This post is a continuation of the SSIS GoogleAnalyticsSource component description started in Google Analytics for SSIS (SQL Server Integration Services).
So by now you should know how to extract some basic information out of the Google Analytics.
Now lets take a look into the more advanced options of this component:
Custom Dimensions & Metrics
If you are a regular Google Analytics user, you might have changed a lot of changes that the platform has suffered in the years since its inception – Google is always tweaking and improving it. Sometimes those changes are breaking the name of the existing Dimesions and Metrics and so your package one day might get error from the changed name of the Dimension, for example. To solve this, you are able to edit the names of the Dimensions and Metrics by using XML files.
If you go to SSIS GoogleAnalyticsSource release downloads page, you should notice that besides the component itself, there are 2 more download at the moment – Dimensions.xml & Metrics.xml
These are the files that contain information about Google Analytics dimensions and metrics, if something has changed – they might be updated by the authors, or if you are in the hurry – you can go and modify them yourself.
At the principal options screen you have an opportunity to upload the new XML files with updated information. Very neat! :)
Simply explained, Segments are the views for the Google Analytics. They allow to limit a type of the information that will be pre-filtered and inside the Google Analytics Platform – focusing on subsets of sessions and users.
You are allowed to select only 1 active segment, which is logical, since once can’t turn head into more than 1 direction. :)
I hope that the future version shall allow the inclusion of the custom segments. :)
Filters: Dimension & Metrics
I think about the M functionalities that is included in Power Query – filter pushing, which basically means that if you are applying a filter to your data that your are reading from a relation data source, than it will be included as a part of the original query predicate. This filters in Google Analytics component are similar functionalities.
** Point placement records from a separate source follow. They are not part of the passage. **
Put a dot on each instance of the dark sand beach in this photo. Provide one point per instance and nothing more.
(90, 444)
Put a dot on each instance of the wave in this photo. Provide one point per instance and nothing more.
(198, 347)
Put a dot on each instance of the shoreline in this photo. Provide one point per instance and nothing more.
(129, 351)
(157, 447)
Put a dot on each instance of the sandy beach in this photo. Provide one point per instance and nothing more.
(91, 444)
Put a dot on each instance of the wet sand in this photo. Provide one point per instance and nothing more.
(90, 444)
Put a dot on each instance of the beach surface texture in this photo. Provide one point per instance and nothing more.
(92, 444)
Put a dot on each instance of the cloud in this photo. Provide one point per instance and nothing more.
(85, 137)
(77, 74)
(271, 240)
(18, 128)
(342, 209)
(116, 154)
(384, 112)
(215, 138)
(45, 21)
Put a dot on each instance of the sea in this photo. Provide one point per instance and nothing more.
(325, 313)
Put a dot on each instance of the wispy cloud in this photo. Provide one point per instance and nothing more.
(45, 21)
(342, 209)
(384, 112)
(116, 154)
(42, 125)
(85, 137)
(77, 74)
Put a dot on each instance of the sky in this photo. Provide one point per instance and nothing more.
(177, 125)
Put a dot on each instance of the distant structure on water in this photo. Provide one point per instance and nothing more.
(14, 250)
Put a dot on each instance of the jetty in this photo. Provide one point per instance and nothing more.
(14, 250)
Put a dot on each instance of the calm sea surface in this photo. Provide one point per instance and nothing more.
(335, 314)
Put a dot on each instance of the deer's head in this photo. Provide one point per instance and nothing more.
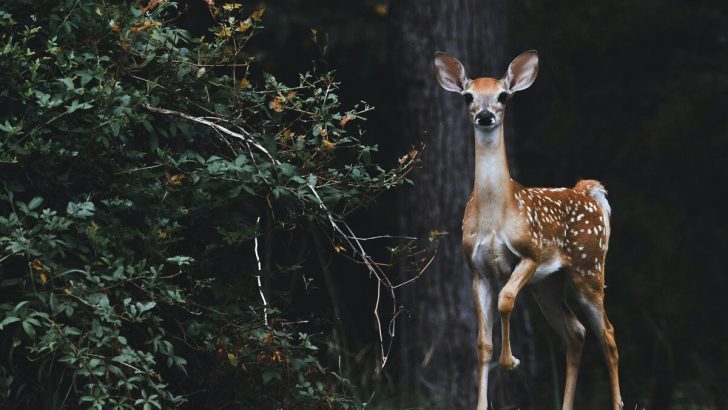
(486, 97)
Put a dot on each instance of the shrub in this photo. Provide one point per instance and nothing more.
(139, 168)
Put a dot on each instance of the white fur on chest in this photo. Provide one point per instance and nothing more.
(491, 255)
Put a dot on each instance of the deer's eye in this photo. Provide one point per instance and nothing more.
(502, 97)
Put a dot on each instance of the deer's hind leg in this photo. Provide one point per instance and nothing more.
(589, 291)
(551, 298)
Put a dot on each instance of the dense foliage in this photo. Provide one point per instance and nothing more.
(139, 170)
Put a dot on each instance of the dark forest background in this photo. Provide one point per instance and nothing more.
(634, 94)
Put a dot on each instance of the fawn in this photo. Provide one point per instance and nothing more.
(513, 236)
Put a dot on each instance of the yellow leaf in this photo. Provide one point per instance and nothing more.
(328, 144)
(244, 25)
(175, 179)
(347, 118)
(276, 105)
(37, 265)
(224, 32)
(257, 14)
(231, 6)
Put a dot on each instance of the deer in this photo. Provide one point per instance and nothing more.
(514, 236)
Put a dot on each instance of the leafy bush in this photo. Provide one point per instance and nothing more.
(139, 167)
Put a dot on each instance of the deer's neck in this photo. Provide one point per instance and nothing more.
(493, 188)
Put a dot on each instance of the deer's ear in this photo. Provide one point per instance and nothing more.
(522, 72)
(449, 72)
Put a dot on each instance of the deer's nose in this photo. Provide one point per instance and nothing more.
(485, 117)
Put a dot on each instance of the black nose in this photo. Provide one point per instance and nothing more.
(485, 117)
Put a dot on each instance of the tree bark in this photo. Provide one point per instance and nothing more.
(437, 336)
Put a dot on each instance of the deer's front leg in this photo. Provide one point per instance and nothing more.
(506, 299)
(485, 311)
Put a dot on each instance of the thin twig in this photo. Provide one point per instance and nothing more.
(212, 125)
(260, 286)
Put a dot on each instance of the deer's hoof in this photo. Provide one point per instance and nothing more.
(509, 363)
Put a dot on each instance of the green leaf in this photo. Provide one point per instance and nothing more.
(35, 202)
(270, 374)
(8, 320)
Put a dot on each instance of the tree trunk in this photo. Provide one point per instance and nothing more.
(438, 335)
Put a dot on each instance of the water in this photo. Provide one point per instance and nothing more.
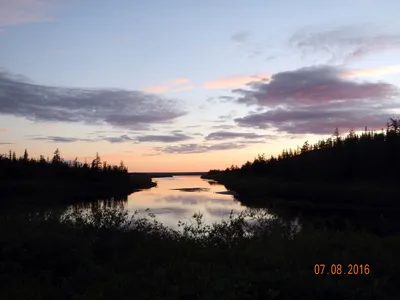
(178, 198)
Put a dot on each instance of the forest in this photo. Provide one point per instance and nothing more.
(26, 175)
(369, 155)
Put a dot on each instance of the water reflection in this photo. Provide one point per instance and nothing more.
(182, 196)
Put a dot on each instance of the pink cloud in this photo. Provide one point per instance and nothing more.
(235, 81)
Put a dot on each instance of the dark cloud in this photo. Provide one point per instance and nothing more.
(177, 137)
(241, 36)
(226, 99)
(60, 139)
(319, 119)
(199, 148)
(116, 107)
(311, 85)
(226, 135)
(119, 139)
(229, 116)
(317, 100)
(344, 43)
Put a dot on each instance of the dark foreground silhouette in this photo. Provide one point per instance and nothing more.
(105, 255)
(62, 180)
(350, 172)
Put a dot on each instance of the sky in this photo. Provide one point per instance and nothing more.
(192, 85)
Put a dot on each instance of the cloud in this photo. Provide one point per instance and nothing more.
(115, 107)
(225, 127)
(344, 43)
(372, 72)
(241, 36)
(60, 139)
(118, 139)
(235, 81)
(311, 85)
(199, 148)
(16, 12)
(226, 99)
(316, 100)
(229, 116)
(170, 86)
(226, 135)
(318, 119)
(177, 137)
There are 4 nice properties that are not included into the Options screens of the component, but which are editable once you open “Custom Properties” of the SSIS GoogleAnalyticsSource:
– Max Results
– Time Out
– Max Results
This property allows you to control the maximum number of rows that Google Analytics shall deliver after request. Capped at 5000 by default, you might want to increase or decrease it based on your current project’s need.
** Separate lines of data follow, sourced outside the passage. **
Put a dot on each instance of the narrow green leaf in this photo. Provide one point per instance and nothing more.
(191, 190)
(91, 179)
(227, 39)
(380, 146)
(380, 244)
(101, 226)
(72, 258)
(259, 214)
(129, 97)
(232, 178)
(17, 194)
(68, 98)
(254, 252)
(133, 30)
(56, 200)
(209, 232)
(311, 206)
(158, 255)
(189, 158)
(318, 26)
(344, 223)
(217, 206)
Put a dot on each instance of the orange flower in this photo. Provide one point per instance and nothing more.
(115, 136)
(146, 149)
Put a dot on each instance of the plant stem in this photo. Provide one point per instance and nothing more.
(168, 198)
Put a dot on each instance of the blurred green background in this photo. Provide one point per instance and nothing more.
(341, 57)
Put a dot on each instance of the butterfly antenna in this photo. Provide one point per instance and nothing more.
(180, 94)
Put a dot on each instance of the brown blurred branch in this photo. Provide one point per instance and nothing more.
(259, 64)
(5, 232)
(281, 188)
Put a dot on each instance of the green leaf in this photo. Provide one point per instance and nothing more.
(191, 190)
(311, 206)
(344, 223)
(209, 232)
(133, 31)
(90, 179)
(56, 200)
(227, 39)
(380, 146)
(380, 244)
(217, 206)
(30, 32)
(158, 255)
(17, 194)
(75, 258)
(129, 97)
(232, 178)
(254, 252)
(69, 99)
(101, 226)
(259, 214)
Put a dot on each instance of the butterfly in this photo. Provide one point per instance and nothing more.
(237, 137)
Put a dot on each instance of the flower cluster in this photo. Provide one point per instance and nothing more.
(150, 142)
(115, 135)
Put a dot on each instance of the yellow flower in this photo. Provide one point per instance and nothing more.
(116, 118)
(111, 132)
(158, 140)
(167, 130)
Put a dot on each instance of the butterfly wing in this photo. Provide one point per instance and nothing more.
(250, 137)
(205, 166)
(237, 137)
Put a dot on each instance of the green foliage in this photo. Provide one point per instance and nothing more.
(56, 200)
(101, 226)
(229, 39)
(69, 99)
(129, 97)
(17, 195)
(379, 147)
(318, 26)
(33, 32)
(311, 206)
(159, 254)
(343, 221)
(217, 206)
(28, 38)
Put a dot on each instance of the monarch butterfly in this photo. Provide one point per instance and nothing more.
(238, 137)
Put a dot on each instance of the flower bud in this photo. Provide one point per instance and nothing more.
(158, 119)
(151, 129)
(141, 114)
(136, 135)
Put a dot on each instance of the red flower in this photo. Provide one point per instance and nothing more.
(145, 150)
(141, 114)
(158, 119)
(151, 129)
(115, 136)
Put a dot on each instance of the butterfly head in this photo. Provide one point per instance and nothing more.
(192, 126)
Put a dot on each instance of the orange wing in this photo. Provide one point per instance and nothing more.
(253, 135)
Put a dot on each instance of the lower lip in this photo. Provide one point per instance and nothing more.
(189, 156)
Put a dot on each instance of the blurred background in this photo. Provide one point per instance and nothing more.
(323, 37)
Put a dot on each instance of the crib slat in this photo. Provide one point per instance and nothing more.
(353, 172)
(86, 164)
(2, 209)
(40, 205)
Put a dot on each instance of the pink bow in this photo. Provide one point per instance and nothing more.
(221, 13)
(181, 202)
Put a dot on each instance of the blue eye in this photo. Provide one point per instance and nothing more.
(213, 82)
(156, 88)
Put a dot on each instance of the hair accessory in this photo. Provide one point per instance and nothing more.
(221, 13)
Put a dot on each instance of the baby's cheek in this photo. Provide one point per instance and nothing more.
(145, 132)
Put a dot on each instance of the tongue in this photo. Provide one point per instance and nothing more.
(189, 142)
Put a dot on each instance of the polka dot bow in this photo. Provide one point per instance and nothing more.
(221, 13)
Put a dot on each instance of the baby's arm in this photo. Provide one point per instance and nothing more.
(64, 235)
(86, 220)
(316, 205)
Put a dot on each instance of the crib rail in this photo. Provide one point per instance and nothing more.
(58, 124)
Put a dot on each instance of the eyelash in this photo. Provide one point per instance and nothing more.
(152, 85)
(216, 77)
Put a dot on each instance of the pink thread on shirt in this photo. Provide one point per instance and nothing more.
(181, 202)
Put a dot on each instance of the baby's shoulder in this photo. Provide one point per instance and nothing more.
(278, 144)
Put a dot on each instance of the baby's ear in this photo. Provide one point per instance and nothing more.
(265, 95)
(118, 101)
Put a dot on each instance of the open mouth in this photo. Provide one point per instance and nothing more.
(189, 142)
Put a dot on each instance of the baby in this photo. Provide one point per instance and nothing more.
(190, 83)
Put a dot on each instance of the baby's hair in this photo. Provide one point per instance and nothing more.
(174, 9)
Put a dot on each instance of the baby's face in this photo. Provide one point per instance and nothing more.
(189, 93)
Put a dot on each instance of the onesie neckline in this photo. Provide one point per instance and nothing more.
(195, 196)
Threads is a property that allows you to control your service allocated resources for data processing. I would argue that in the most cases this property should be left by default unless there is an explicit need for a change. You don’t want to spent all your server resources on processing data from 1 source. :)
– Time out
Capped by default at 120 seconds, this property allows you to control the amount of time your package might spend waiting for Google Analytics platform to respond on the request.
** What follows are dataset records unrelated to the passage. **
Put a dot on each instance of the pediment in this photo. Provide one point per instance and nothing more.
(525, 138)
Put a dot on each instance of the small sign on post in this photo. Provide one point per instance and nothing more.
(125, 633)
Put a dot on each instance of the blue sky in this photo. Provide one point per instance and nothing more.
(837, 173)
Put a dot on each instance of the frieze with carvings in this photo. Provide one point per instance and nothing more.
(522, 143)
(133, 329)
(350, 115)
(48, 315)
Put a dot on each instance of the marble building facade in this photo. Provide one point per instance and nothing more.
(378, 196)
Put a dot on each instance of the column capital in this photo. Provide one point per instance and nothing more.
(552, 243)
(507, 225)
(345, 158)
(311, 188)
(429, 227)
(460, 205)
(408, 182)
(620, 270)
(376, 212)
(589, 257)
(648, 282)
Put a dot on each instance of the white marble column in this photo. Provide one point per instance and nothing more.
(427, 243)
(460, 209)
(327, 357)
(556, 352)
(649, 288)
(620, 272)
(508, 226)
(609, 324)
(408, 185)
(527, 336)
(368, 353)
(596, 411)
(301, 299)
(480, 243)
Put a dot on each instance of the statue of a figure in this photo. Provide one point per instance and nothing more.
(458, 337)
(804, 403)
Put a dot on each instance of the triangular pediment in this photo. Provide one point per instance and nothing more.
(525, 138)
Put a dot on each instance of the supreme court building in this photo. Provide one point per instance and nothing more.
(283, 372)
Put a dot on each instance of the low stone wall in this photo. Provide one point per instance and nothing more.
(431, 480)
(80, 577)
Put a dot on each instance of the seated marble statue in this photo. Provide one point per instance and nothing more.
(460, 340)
This property allows to make decision if the excesses of information should be removed if the string for example is too long.
Be aware that Google Analytics Platform gives you the final information only after 48 hours, which means that todays or yesterday’s statistics are not guaranteed to be correct.
You will need to have a paying account in order to have close-to-real-time information.
Take a look at this great component and give some feedback in order to make it event better!